Re: smp dead lock of io_request_lock/queue_lock patch

From: Doug Ledford <dledford@redhat.com>
To: Bill Davidsen <davidsen@tmr.com>
Cc: Jens Axboe <axboe@suse.de>, Arjan Van de Ven <arjanv@redhat.com>,
	Peter Yao <peter@exavio.com.cn>,
	linux-kernel@vger.kernel.org,
	linux-scsi mailing list <linux-scsi@vger.kernel.org>
Subject: Re: smp dead lock of io_request_lock/queue_lock patch
Date: Thu, 15 Jan 2004 14:30:42 -0500	[thread overview]
Message-ID: <1074195041.3137.32.camel@compaq.xsintricity.com> (raw)
In-Reply-To: <4006C76B.3090206@tmr.com>

On Thu, 2004-01-15 at 12:01, Bill Davidsen wrote:
> Doug Ledford wrote:
> > On Mon, 2004-01-12 at 04:22, Jens Axboe wrote:
> > 
> >>On Mon, Jan 12 2004, Arjan van de Ven wrote:
> >>
> >>>On Mon, Jan 12, 2004 at 10:19:46AM +0100, Jens Axboe wrote:
> >>>
> >>>>... and still exists in your 2.4.21 based kernel.
> >>>
> >>>The RHL 2.4.21 kernels don't have the locking patch at all...
> >>
> >>But RHEL3 does:
> >>
> >>http://kernelnewbies.org/kernels/rhel3/SOURCES/linux-2.4.21-iorl.patch
> >>
> >>and the bug is there.
> > 
> > 
> > But in RHEL3 the bug is fixed already (not in a released kernel, but the
> > fix went into our internal kernel some time back and will be in our next
> > update kernel).  From my internal bk tree for this stuff:
> 
> "not in a released kernel..." Do I read this right? That you have a fix 
> for a critical bug and it hasn't been pushed to customers yet?

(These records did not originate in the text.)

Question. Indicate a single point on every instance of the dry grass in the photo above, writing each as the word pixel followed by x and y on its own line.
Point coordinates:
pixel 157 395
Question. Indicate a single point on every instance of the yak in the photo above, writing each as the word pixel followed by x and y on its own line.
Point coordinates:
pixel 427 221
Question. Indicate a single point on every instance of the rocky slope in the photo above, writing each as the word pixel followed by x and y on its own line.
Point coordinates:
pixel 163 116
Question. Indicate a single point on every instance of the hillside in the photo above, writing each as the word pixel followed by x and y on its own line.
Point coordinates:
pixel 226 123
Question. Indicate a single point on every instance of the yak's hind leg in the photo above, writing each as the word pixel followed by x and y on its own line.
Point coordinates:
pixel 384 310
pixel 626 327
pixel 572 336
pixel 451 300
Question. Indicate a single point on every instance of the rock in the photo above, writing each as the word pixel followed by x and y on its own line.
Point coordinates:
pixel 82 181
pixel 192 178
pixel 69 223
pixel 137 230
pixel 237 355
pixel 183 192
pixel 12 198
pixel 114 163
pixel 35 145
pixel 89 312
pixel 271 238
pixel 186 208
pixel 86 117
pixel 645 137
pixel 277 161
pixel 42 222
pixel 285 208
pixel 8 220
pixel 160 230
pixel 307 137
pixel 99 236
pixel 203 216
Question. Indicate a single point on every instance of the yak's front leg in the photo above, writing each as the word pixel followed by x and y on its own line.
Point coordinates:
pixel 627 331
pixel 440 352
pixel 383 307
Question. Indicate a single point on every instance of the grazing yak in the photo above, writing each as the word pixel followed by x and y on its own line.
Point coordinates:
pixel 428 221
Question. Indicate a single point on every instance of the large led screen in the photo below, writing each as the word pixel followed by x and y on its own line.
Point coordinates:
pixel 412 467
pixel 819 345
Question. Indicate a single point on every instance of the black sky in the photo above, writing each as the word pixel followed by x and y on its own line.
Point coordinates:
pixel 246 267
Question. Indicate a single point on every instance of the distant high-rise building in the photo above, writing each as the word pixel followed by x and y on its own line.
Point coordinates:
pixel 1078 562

No, you don't read this right.  We have a fix for a correctness issue
that has almost 0% chance of ever triggering in real life, has exactly 0
bug reports of it ever happening, and which has been integrated into our
tree.  Obviously, we always push new kernels to all of our customers
every time we have this situation, or about twice a day...

>  How about 
> security bugs, has the fix you pushed in RH-9.0 been push to EL customers?
> 
> > [dledford@compaq RHEL3-scsi]$ bk changes -r1.23
> > ChangeSet@1.23, 2003-11-10 17:19:54-05:00, dledford@compaq.xsintricity.com
> >   drivers/scsi/scsi_error.c
> >       Don't panic if the eh thread is dead, instead do the same thing that
> >       scsi_softirq_handler does and just complete the command as a failed
> >       command.
> >       Change when we wake the eh thread in scsi_times_out to accomodate
> >       the changes to the mlqueue operations.
> >       Clear blocked status on the host and all devices in scsi_restart_operations
> > ->    Don't grab the host_lock in scsi_restart_operations, we aren't doing
> >       anything that needs it.  Just goose the queues unconditionally,
> >       scsi_request_fn() will know to not send commands if they shouldn't
> >       go for some reason.
> >       Make sure we account SCSI_STATE_MLQUEUE commands as not being failed
> >       commands in scsi_unjam_host.
> > 
> > But, Jens is right, it's a real bug.  I just fixed it in a different
> > way.  And my fix is dependent on other changes in our scsi stack as
> > well.
> 
> Yes, thanks to Peter for that fix, nice that someone provides timely 
> fixes...

Puh-Leeze.  If you actually read the source code, you would see just how
damn near impossible this bug is.  But, since you obviously didn't, let
me enlighten you:

1)  The offending code is part of the error handler code, specifically
the section that kicks drives back into gear after recovery is complete.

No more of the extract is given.